Beyond that, Le Deroff says, gay marriage has revived divisions over the role of the church in France's officially secular state that have set conservative and progressives at odds since the days of the guillotine. 

"Each time we have a debate over these sorts of questions, it's a chance to replay symbolically the French Revolution," says Le Deroff, a senior policy officer at ILGA, the International Lesbian, Gay, Bisexual, Trans and Intersex Association.

"We have a very well-defined separation between the church and the state, but it's always remains a source of tension, every time it comes you can expect massive demonstrations from both sides."

Despite the size of Sunday's demonstration and the high emotions, the French government says it is going ahead with the bill. A final vote in parliament is expected in June.

Polls show a significant majority of the French support same-sex marriage. A survey published Saturday by the Nouvel Observateur news magazine said 56 percent were in favor and just 39 percent opposed. However the poll also showed declining support for adoption by gay couples: 45 percent in favor and 50 percent against.

The campaign against the bill has focused on adoption, surrogacy and other parenthood issues. Organizers insist they are not against gay rights, but in favor of the the rights of children to have both a mother and father.

"This 'marriage for all' will write into our law a fundamental discrimination between human beings: those that are born from a father and a mother and those that under the law are 'born' to two fathers or two mothers," campaigners said in message to Hollande published on Sunday. "President, do you want be the one who abolishes children's birthright to equality?"

Gay rights activists however say there is widespread homophobia behind the anti-gay marriage campaign.

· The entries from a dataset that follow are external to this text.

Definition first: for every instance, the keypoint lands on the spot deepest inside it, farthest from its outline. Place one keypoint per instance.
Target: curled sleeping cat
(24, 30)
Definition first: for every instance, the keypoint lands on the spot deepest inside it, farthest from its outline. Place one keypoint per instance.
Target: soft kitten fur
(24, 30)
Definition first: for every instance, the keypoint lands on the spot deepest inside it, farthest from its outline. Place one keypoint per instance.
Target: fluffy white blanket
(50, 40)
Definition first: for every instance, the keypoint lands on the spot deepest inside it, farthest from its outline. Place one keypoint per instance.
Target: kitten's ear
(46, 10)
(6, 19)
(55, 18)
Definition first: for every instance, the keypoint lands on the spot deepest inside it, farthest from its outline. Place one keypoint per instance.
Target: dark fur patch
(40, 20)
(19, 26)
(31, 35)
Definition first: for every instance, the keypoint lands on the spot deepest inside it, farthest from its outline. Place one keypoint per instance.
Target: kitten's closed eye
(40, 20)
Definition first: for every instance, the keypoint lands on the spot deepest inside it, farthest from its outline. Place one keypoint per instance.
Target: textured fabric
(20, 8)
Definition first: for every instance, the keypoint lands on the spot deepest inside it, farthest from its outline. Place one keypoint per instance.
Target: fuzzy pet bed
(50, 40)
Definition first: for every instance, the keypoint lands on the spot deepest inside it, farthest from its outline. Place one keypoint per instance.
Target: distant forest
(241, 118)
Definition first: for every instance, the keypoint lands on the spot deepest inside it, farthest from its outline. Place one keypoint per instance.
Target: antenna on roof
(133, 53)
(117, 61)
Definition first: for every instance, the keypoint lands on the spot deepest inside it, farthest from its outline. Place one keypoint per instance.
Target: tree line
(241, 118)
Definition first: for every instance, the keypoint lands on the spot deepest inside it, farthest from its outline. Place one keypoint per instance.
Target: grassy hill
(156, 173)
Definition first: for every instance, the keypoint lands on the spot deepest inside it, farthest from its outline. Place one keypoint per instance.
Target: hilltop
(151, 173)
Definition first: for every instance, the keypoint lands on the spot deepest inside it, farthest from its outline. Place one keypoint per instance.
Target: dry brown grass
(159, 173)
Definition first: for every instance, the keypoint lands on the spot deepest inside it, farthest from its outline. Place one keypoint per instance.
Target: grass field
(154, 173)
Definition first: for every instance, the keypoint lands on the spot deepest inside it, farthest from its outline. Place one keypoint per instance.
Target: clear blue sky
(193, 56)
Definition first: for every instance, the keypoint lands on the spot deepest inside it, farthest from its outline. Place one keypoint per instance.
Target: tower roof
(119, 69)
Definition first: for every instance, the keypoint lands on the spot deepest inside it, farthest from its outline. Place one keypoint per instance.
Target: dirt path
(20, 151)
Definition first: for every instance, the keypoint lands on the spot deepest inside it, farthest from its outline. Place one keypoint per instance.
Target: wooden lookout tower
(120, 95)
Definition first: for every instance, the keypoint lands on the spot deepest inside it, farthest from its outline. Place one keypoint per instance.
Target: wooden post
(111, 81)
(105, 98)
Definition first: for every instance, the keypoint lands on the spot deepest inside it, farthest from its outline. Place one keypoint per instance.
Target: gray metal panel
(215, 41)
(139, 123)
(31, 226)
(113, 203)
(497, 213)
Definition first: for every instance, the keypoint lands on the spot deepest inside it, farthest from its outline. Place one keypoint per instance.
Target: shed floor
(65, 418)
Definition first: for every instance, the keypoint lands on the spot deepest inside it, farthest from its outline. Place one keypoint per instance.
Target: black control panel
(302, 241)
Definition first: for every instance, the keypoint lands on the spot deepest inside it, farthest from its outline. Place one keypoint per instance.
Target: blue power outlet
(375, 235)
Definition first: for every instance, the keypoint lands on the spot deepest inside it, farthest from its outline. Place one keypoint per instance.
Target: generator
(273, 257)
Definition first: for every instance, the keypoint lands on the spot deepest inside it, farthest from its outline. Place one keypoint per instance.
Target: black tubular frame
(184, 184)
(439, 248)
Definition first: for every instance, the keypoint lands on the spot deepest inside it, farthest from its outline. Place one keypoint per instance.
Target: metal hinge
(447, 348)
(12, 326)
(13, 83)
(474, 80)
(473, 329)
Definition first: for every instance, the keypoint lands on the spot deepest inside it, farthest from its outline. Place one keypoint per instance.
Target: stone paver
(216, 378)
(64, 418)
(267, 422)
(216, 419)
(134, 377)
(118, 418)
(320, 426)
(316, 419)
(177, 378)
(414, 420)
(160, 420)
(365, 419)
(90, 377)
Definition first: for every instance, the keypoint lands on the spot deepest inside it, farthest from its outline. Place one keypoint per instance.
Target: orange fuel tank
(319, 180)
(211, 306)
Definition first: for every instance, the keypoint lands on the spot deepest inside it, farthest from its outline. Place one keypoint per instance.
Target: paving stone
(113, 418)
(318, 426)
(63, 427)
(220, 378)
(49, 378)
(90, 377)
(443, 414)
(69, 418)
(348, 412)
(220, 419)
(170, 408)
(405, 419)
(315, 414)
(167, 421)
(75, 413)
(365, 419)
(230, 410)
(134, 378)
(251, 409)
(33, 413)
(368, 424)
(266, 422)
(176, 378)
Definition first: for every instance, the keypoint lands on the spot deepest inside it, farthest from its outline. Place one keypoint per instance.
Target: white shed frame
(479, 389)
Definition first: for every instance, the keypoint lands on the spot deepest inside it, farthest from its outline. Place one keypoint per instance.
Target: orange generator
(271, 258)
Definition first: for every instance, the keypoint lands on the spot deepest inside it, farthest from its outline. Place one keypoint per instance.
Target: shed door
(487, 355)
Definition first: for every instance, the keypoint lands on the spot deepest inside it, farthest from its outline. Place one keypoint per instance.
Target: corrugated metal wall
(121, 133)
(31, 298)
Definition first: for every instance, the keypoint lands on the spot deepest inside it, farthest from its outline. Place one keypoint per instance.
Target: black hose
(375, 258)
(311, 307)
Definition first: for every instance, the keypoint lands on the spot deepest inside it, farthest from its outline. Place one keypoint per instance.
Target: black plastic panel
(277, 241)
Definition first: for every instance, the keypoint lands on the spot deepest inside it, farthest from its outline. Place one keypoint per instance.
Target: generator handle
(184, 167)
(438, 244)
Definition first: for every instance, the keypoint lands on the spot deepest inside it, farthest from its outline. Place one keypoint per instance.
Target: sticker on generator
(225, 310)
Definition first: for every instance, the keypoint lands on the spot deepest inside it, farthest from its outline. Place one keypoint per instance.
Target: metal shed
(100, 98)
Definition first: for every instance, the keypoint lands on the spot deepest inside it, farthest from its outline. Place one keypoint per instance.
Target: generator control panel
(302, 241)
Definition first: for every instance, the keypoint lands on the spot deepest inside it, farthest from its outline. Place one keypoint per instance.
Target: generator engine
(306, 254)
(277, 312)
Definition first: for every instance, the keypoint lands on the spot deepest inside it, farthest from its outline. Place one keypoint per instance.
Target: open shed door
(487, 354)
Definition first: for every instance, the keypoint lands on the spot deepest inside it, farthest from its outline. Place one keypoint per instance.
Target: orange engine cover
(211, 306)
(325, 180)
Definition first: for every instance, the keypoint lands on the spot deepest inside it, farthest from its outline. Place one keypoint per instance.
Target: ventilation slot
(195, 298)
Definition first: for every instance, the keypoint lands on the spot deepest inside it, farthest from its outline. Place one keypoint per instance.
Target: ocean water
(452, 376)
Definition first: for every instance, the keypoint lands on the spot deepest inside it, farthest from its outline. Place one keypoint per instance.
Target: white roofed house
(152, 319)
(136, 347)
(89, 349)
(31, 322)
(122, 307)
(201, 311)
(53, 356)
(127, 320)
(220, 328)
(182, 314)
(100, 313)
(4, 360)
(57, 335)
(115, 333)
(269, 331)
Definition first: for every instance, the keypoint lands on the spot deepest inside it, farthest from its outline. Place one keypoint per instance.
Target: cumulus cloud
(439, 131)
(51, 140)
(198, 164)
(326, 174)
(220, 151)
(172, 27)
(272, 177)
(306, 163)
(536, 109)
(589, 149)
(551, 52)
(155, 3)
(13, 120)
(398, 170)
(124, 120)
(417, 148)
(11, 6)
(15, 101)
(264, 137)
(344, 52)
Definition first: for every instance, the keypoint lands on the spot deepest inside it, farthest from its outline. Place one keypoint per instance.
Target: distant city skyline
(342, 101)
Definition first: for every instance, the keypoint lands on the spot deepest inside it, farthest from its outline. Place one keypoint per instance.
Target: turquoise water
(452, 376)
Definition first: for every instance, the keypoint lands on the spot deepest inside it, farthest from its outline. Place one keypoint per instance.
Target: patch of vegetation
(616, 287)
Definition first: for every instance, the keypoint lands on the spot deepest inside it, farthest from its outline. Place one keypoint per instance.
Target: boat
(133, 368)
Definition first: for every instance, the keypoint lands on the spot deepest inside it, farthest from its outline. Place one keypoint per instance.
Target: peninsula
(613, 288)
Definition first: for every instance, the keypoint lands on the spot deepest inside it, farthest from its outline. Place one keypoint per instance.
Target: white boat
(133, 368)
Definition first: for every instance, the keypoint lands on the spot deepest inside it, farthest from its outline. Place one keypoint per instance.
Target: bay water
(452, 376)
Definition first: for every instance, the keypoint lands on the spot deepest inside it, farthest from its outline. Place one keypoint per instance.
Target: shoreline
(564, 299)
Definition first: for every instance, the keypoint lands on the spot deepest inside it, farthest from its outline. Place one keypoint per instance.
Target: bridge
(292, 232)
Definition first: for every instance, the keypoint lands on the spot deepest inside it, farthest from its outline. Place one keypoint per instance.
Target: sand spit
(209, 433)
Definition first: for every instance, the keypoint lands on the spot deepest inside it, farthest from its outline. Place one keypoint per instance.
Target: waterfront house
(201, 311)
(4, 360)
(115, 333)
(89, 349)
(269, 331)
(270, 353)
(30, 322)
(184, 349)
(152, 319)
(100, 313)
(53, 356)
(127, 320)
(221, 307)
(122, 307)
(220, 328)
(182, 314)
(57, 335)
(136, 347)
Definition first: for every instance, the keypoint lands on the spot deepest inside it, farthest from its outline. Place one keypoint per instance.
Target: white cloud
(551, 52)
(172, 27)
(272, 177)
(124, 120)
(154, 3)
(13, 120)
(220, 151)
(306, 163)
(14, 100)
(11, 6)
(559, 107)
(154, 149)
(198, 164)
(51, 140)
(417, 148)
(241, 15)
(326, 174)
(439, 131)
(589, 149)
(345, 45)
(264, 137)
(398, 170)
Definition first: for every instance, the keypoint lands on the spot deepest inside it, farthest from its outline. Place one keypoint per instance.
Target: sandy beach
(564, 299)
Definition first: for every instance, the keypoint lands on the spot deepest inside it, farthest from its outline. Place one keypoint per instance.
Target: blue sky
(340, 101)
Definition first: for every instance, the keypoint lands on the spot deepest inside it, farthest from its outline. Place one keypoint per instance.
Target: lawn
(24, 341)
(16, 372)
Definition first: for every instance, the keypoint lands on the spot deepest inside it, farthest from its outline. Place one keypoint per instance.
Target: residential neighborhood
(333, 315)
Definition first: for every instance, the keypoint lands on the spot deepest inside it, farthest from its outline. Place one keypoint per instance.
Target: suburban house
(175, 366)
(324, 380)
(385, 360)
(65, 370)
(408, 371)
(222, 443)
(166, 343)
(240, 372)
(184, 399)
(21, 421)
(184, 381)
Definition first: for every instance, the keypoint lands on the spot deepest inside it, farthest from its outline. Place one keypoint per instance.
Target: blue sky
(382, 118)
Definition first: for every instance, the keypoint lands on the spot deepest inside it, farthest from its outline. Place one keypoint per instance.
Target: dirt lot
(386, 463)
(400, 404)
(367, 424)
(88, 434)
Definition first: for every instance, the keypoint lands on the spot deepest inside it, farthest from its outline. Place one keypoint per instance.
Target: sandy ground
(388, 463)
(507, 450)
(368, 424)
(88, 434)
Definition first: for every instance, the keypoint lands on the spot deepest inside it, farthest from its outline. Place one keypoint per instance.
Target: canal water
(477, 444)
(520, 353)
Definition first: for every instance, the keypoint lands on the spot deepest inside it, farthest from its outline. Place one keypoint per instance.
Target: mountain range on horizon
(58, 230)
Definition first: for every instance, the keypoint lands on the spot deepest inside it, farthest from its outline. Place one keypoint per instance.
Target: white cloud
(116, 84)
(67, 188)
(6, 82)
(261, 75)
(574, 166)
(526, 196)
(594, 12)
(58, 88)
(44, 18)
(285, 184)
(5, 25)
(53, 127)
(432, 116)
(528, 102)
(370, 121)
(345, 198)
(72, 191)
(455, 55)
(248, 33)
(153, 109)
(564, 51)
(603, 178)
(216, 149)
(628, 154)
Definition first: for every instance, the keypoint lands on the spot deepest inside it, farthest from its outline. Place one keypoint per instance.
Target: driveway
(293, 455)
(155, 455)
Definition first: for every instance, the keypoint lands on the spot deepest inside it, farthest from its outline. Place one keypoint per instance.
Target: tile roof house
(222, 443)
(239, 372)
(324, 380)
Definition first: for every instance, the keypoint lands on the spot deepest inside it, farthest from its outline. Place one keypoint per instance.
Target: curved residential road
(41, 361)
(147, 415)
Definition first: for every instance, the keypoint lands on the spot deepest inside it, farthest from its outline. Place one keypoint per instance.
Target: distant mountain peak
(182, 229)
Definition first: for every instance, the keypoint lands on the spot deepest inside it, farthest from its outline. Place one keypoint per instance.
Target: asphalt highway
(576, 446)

"They have a very clever communication policy," Le Deroff acknowledges. "They say they are not homophobic, but if you advocate that black people and white people should have different rights and not be equal you are racist. If you advocate that men and women should not have the same rights you are discriminating and if you think that gay people and heterosexual people should not have the same rights, you are a homophobe."